Technical Side of Profiling API Providers for the Streamdata.io API Gallery

We wanted to break down the technical details of how we are profiling APIs for inclusion in the Streamdata.io API Gallery. We have developed a formal process for profiling API providers that we feel is pretty robust, and it is something we are looking to share and evolve out in the open as part of the wider API community. We consider it to be an open source process to profiling valuable API resources, and it is something we’d like to encourage API providers, and other API brokers to put to work for themselves–whether or not they participate as part of the Streamdata.io API Gallery.

Github as a Base
Every new “entity” we are profiling starts with a GitHub repository and a README, within a single API Gallery organization for entities. Right now this is still something that is pretty manual, as we prefer having the human touch when it comes to qualifying and on-boarding each entity. What we consider an “entity” is flexible, and most smaller API providers have a single repository, while other larger ones are broken down by line of business, to help reduce API definitions and conversation around APIs down to the smallest possible unit we can. Every API service provider we are profiling gets its own Github repository, subdomain, set of definitions, and conversation around what is happening. Here are the base elements of what is contained within each Github repo.

– OpenAPI – A JSON or YAML definition for the surface area of an API, including the request, responses, and underlying schema using as part of both.
– Postman Collection – A JSON Postman Collection that has been exported from the Postman client after importing the complete OpenAPI definition, and full tested.
– APIs.json – A YAML definition of the surface area of an API’s operation, including home page, documentation, code samples, sign up and login, terms of service, OpenAPI, Postman Collection, and other relevant details that will matter to API consumers.

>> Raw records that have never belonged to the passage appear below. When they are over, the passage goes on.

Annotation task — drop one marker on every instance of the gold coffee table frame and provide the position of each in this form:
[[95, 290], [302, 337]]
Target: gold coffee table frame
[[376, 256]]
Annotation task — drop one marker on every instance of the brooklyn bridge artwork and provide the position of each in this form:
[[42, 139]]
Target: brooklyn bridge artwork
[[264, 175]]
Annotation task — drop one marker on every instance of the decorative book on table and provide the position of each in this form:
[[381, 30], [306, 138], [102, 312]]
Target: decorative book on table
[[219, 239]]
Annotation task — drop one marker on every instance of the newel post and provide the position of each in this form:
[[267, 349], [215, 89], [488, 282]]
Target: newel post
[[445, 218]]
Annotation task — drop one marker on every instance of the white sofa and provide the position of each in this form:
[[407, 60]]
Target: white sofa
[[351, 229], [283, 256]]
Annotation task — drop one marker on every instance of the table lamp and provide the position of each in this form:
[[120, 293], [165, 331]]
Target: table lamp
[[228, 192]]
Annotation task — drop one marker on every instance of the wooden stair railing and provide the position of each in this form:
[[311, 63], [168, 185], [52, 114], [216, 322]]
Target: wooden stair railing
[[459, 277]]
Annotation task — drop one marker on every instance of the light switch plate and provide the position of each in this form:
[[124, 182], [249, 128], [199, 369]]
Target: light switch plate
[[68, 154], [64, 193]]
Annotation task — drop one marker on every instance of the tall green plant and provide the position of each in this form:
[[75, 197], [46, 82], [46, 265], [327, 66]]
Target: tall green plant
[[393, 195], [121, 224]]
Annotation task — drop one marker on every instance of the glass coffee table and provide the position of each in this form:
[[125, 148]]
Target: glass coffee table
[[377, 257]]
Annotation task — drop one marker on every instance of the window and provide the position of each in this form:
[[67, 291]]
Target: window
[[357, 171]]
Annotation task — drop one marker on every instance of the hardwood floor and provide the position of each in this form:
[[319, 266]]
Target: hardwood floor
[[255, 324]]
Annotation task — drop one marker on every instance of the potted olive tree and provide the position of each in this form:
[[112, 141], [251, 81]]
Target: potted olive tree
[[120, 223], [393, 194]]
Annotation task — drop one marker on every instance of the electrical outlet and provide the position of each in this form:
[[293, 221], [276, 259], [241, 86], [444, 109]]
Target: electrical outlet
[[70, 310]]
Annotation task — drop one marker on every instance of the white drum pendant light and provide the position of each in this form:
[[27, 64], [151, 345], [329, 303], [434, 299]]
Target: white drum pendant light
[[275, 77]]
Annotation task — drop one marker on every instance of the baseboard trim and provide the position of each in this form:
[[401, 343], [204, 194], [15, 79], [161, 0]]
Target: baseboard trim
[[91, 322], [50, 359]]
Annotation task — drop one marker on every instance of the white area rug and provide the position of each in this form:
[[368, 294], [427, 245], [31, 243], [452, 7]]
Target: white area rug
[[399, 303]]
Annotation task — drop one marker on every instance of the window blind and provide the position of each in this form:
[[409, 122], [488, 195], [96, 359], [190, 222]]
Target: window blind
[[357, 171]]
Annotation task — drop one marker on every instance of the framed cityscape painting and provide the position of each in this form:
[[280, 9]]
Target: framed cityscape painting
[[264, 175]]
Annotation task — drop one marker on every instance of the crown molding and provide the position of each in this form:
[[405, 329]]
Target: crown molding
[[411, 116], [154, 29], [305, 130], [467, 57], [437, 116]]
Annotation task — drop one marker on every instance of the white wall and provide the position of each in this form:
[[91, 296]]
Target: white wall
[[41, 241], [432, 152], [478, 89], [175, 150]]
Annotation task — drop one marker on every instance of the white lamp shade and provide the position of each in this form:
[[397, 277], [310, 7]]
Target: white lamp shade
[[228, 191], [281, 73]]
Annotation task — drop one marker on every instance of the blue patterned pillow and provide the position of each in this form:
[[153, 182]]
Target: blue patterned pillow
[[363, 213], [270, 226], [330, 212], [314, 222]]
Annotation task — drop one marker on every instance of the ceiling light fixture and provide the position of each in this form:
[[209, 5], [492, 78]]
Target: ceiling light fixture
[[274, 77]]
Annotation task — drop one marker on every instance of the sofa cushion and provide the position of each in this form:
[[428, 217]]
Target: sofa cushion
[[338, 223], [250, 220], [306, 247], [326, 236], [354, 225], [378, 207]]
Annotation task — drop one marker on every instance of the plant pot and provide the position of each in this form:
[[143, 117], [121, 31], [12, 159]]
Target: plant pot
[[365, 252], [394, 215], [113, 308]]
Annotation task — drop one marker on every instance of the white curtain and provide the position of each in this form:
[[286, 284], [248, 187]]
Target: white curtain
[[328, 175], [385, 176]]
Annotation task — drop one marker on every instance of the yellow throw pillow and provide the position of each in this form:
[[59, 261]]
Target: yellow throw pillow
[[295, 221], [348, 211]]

The objective is to establish a single repository that can be continuously updated, and integrated into other API discovery pipelines. The goal is to establish a complete (enough) index of the APIs using OpenAPI, make it available in a more runtime fashion using Postman, and then indexing the entire API operations, including the two machine readable definitions of the API(s) using APIs.json. Providing a single URL in which you can ingest and use to integrate with an API, and make sense of API resources at scale.

Everything Is OpenAPI Driven
Each APIs definition still involves using OpenAPI version 2.0, but it is something we are looking to shift towards version 3.0 as soon as we possibly can. Each entity will contain one or more OpenAPI definitions location in the underscore openapi folder, as well as individual, more granular OpenAPI definitions for each API path within the underscore listings folder. Each OpenAPI should contain complete details for the following areas:

– info – Provide as much information about the API.
– host – Provide a host, or variables describing host.
– basePath – Document the basePath for the API.
– schemes – Provide any schemes that the API uses.
– produces – Document which media types the API uses.
– paths – Detail the paths including methods, parameters, enums, responses, and tags.
– definitions – Provide schema definitions used in all requests and responses.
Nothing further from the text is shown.